It’s little surprise that this new compromise is championed by the U.S. intelligence community. Law enforcement officials wouldn’t need the actual keys used to encrypt a message, you see. Instead, officials with the proper warrant could obtain the cooperation of two “outside parties” also referred to as “trusted agents” to help decrypt the information.

IBM developed the new technology, referring to it as a “key recovery” system to differentiate it from the “key escrow” systems that drew strong opposition a few years ago. In practice, the differentiation is in name only.

In a key escrow system, a third party—either governmental or corporate—would hold the keys necessary to decrypt any encrypted message. With a warrant, these keys could be used by law enforcement to read any encrypted message. In a key recovery system, more than a single third party would hold the information necessary to recover any encryption key.

The Clinton administration, for its part, has implied that export restrictions would be retained for any company refusing to implement the key recovery system in its products.

Companies that include encryption technology in their products can apply for a six-month cryptography export license so long as they agree to submit their keys to an escrow agent within two years. Cryptographers generally recommend an encryption key of at least 75 bits; the Clinton administration plan will allow encryption keys up to only 56 bits long. The White House plan also transfers encryption export control jurisdiction from the State Department to the Commerce Department, a move that’s likely to have little—if any—effect on cryptography export controls since the Justice Department will retain ultimate control over the granting of the export licenses.

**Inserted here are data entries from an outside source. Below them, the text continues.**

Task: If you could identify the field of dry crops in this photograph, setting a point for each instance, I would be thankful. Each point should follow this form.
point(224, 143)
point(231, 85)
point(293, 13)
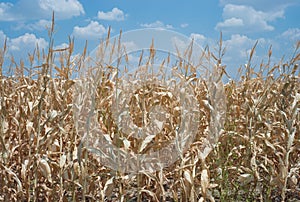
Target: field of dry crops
point(257, 157)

A trade association for the software industry, the Business Software Alliance, has lobbied for inclusion of a cost-of-cracking adjustment (COCA) in any cryptography legislation. A COCA would increase the encryption key length by two bits every three years to account for advances in code-cracking methods and technology. Gore’s proposal makes no mention of a COCA. It’s assumed the Clinton administration would oppose any such adjustment.

Appallingly, by mid-October, only two elected officials had responded to the compromise proposal. Senator Conrad Burns (R-MT) released a statement criticizing the Clinton administration for refusing to negotiate on key escrow. Senator Patrick Leahy (D-VT), in a statement released the same day, said that the issue of encryption “cannot be resolved by Executive fiat,” and blasted the Clinton administration for “directing the resources of our high-tech industry to develop breakable, rather than unbreakable, encryption.”

Even worse, a cabal of 11 high-tech companies—Apple, Atalla, Digital Equipment, Groupe Bull, Hewlett-Packard, IBM, NCR, RSA Data Security, Sun, Trusted Information Systems, and United Parcel Service—announced intentions to develop the key recovery systems proposed by the Clinton administration.

Simultaneously, all is not quiet on the Justice Department front. Justice is arguing that the entire Internet should be completely wire-tappable based on the capabilities offered by Internet-based telephony. Both the Justice Department and the FBI consider personal privacy to be an acceptable casualty of guarding national security.